Single Nucleotide Polymorphism Simulator (SNPS)

Inspiration

Super bacteria and cancer cells spread faster than we can study. Cells reproduce too slowly, so wanted to create an ideal simulation of cell mitosis to predict the evolution of these harmful, unicellular organisms. If these simulations can mimic results of real research, this SNPS can forecast the invasiveness of these cells and give farmers and patients an opportunity to control their futures.

What it does

The user inputs an initial cell to be "cultured". This cell has a unique sequence of nucleotides "A,C,T, and G". Each of these "letters" have a chance to mutate, a probability set by the user based off of research data. The user will also be able to set an interval of reproduction. Eventually, an isolated environmental factor (something that affects the growth of cells, such as heat, pH levels, or pesticides) will be introduced by the user with custom parameters which include an adjusted cell reproduction rate, a new cell death rate, and most importantly, a specific "beneficial sequence" that would allow the cell to better survive in this environment if it contains the sequence in its DNA (evolutionary advantage). Cells with this beneficial sequence have better reproduction and low-deaths rates. They will pass on this beneficial sequence to their progeny, as other cells die out. This is where evolution is beautifully simulated.

An animated graph will be visualizing the population growth and the ratio of cells with the beneficial sequence to those who don't in real time. At the end of the simulation, a statistics page will show end results and useful stats.

How we built it

We chose to stay simple and use only Java. We created a GUI and a graphical animation using basic Java libraries and methods. Though our tools sound sparse, the code is huge, professional and clean, and the final product looks fantastic.

Challenges we ran into

Real life cell sequences are quite long. Human DNA has about 6 billion "letters" of code. Imagine a 100,000 population of cells, each with 6 billion base pairs to record and manipulate. That may work on expensive computers, but we wanted our program to work for anyone ranging from curious to professional. Unfortunately, personal machines will slowly process the program if certain limits are passed. The programs works fine for presentation and understanding, but the data we put in will not be of the order of magnitude of actual lengths that we would ideally want.

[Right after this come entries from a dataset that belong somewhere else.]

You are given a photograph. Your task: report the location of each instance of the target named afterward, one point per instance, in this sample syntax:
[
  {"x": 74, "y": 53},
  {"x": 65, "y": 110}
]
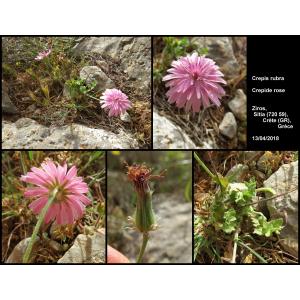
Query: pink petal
[{"x": 37, "y": 205}]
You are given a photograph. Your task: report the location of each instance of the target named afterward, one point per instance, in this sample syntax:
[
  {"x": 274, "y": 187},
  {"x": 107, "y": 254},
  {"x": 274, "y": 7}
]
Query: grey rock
[
  {"x": 31, "y": 108},
  {"x": 228, "y": 126},
  {"x": 237, "y": 173},
  {"x": 167, "y": 135},
  {"x": 125, "y": 117},
  {"x": 7, "y": 106},
  {"x": 285, "y": 179},
  {"x": 134, "y": 54},
  {"x": 172, "y": 242},
  {"x": 94, "y": 73},
  {"x": 86, "y": 249},
  {"x": 17, "y": 254},
  {"x": 220, "y": 49},
  {"x": 103, "y": 65},
  {"x": 28, "y": 134},
  {"x": 238, "y": 105}
]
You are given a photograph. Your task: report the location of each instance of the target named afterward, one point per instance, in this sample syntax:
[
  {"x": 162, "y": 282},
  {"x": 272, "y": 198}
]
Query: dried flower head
[
  {"x": 43, "y": 54},
  {"x": 115, "y": 102},
  {"x": 70, "y": 200},
  {"x": 193, "y": 82},
  {"x": 140, "y": 175}
]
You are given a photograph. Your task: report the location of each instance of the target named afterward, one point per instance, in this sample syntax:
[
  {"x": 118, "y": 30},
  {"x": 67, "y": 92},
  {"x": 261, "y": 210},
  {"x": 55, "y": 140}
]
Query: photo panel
[
  {"x": 149, "y": 207},
  {"x": 246, "y": 207},
  {"x": 76, "y": 92},
  {"x": 53, "y": 207},
  {"x": 199, "y": 92}
]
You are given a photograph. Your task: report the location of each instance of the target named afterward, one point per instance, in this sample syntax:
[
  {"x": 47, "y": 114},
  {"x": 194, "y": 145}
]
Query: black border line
[{"x": 151, "y": 149}]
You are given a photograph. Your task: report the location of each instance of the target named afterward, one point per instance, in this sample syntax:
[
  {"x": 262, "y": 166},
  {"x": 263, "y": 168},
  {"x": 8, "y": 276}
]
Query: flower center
[
  {"x": 61, "y": 195},
  {"x": 195, "y": 75}
]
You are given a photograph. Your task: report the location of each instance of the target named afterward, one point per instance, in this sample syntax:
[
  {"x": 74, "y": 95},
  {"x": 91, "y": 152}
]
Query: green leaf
[
  {"x": 188, "y": 191},
  {"x": 230, "y": 221},
  {"x": 30, "y": 154}
]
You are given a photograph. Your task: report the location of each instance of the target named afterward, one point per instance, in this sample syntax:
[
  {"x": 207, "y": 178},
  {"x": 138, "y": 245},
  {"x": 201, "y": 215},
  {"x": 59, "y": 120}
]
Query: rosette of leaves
[{"x": 234, "y": 204}]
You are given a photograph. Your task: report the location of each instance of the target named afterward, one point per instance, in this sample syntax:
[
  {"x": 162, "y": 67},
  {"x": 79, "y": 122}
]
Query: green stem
[
  {"x": 92, "y": 97},
  {"x": 41, "y": 218},
  {"x": 253, "y": 252},
  {"x": 235, "y": 239},
  {"x": 144, "y": 244},
  {"x": 205, "y": 168},
  {"x": 266, "y": 189}
]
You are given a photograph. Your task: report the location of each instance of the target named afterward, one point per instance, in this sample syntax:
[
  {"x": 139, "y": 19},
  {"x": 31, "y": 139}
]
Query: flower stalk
[
  {"x": 144, "y": 216},
  {"x": 41, "y": 218}
]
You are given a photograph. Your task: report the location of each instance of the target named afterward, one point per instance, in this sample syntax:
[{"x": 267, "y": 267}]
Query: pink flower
[
  {"x": 70, "y": 200},
  {"x": 43, "y": 54},
  {"x": 115, "y": 101},
  {"x": 194, "y": 82}
]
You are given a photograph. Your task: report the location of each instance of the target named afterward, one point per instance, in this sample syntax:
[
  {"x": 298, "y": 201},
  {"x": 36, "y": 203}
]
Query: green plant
[
  {"x": 143, "y": 219},
  {"x": 78, "y": 87},
  {"x": 232, "y": 208}
]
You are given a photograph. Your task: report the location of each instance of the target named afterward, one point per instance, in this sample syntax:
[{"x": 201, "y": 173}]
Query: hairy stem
[
  {"x": 266, "y": 189},
  {"x": 41, "y": 218},
  {"x": 143, "y": 247},
  {"x": 235, "y": 239},
  {"x": 92, "y": 97},
  {"x": 205, "y": 168}
]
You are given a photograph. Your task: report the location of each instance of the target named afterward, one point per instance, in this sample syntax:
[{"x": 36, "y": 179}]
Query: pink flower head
[
  {"x": 43, "y": 54},
  {"x": 194, "y": 82},
  {"x": 70, "y": 200},
  {"x": 115, "y": 101}
]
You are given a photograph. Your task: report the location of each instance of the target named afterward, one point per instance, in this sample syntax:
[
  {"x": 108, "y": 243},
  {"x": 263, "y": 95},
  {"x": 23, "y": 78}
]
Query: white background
[{"x": 163, "y": 17}]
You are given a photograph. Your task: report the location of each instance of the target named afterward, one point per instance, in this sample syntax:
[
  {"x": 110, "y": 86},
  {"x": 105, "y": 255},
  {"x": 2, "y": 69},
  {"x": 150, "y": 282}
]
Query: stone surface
[
  {"x": 86, "y": 249},
  {"x": 173, "y": 240},
  {"x": 228, "y": 126},
  {"x": 17, "y": 254},
  {"x": 167, "y": 135},
  {"x": 94, "y": 73},
  {"x": 221, "y": 51},
  {"x": 238, "y": 105},
  {"x": 125, "y": 117},
  {"x": 7, "y": 106},
  {"x": 134, "y": 54},
  {"x": 285, "y": 179},
  {"x": 28, "y": 134}
]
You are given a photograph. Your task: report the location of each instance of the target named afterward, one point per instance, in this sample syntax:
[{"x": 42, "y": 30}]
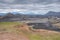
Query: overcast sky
[{"x": 35, "y": 6}]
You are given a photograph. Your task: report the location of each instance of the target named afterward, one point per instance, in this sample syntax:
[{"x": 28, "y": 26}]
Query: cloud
[{"x": 36, "y": 6}]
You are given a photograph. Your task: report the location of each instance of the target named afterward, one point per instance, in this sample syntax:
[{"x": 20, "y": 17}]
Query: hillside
[{"x": 21, "y": 31}]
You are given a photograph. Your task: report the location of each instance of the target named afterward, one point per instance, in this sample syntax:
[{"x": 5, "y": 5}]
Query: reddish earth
[{"x": 12, "y": 36}]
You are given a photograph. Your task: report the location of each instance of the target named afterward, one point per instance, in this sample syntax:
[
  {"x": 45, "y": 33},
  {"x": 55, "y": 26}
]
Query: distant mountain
[
  {"x": 2, "y": 14},
  {"x": 51, "y": 13}
]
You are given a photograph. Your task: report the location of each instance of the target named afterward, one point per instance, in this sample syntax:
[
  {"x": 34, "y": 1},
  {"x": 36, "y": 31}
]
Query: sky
[{"x": 26, "y": 6}]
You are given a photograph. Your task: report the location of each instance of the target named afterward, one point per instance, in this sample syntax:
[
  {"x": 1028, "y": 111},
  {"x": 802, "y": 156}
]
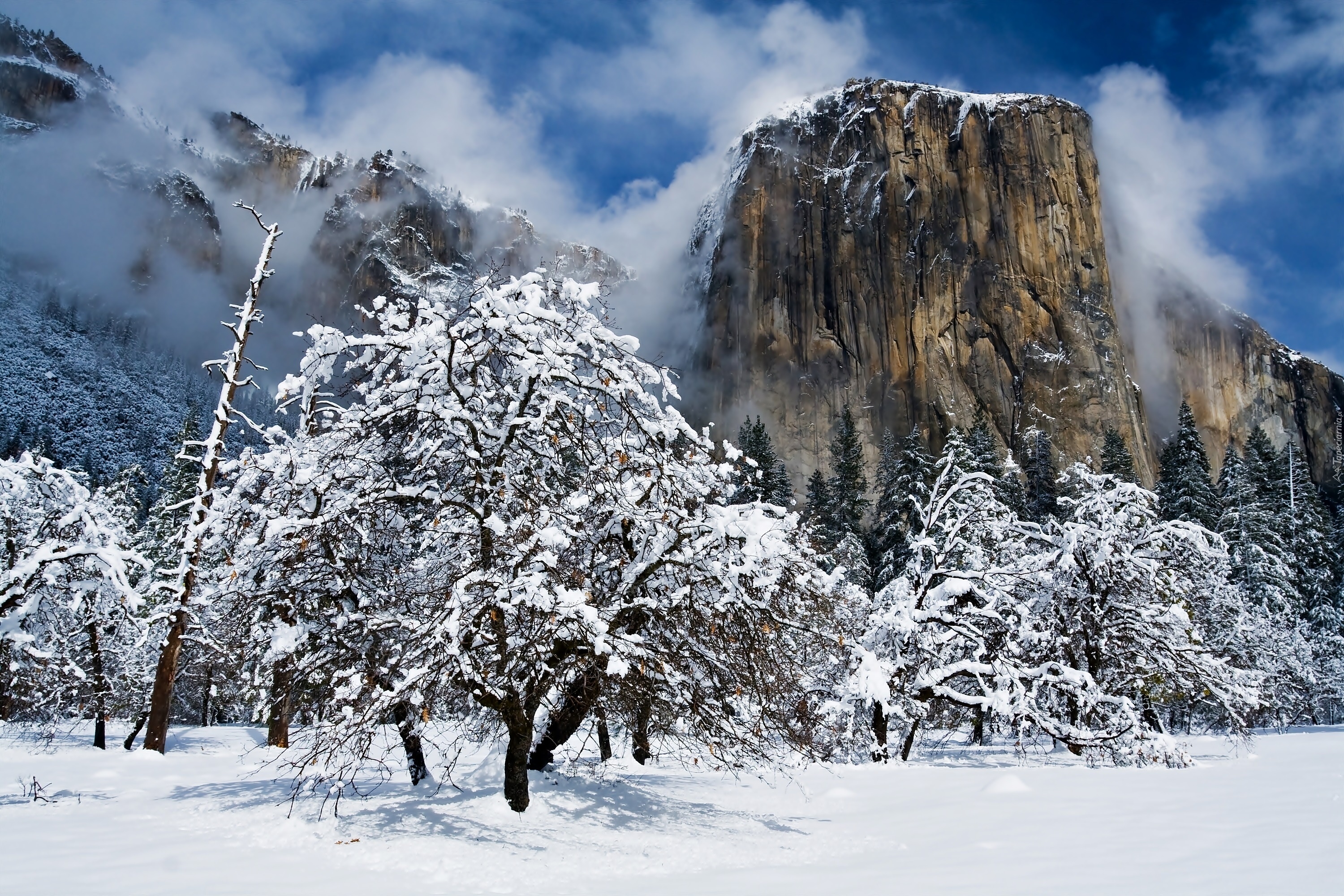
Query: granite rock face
[
  {"x": 922, "y": 256},
  {"x": 1237, "y": 377},
  {"x": 39, "y": 77}
]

We also had to downsize implementations. For the simulation to be ideal, we needed to implement infinitely many factors into the program. We can come close to infinity given a long time period, but we had to be realistic and plan for 36 hours worth of implementation. We are proud to say we got in more than everything that we felt was necessary for the program to be minimally complete. There is room for more implementations in the future.

Accomplishments that we're proud of

Our simulation does indeed generate sensible data that we craft and base off science. We attempted to cover every realistic factor with what our capabilities in programming allowed us to do. There aren't any holes or bugs that we push ed under the rug; everything works the way it should.

Our ability to work well together allowed us to conquer every programming obstacle we faced, and we enjoyed each other's company. We are proud of our ability to communicate and function as a team.

What we learned

We learned many new methods in Java, and how to be creative and efficient in creating algorithms. This project required a lot of clean code, a bunch of mathematics, and a background in Biomolecular studies.

What's next for Single Nucleotide Polymorphism Simulator (SNPS)

We want our program to be able to compute data from historical research, and see if our simulation can resemble actual results. With success, SNPS can be a valuable asset to biomedical and bio-molecular engineering field of studies. The future of genomics, pest control, cancer research, and bacterial evolution may become more accurate and efficient with data analysis and prediction using our simulation.

We need to create better algorithms that simplify computation so that we can reach the 6 million-long sequence of DNA goal. Even if we had a super computer that can compute what we input, our goal is to make this program accessible to anyone on any device.

After this hackathon, we plan to add on to our program and continue for ideality in simulation. Perhaps we can make the GUI more fancy and advanced as well. Also can add more options for the animated graph such as a pause button, snapshots, etc. Finally we can add to the stats page by allowing the user to browse through all of the living cells and each of their sequences. There would be a filter that brings up all cells with the beneficial sequence highlighted.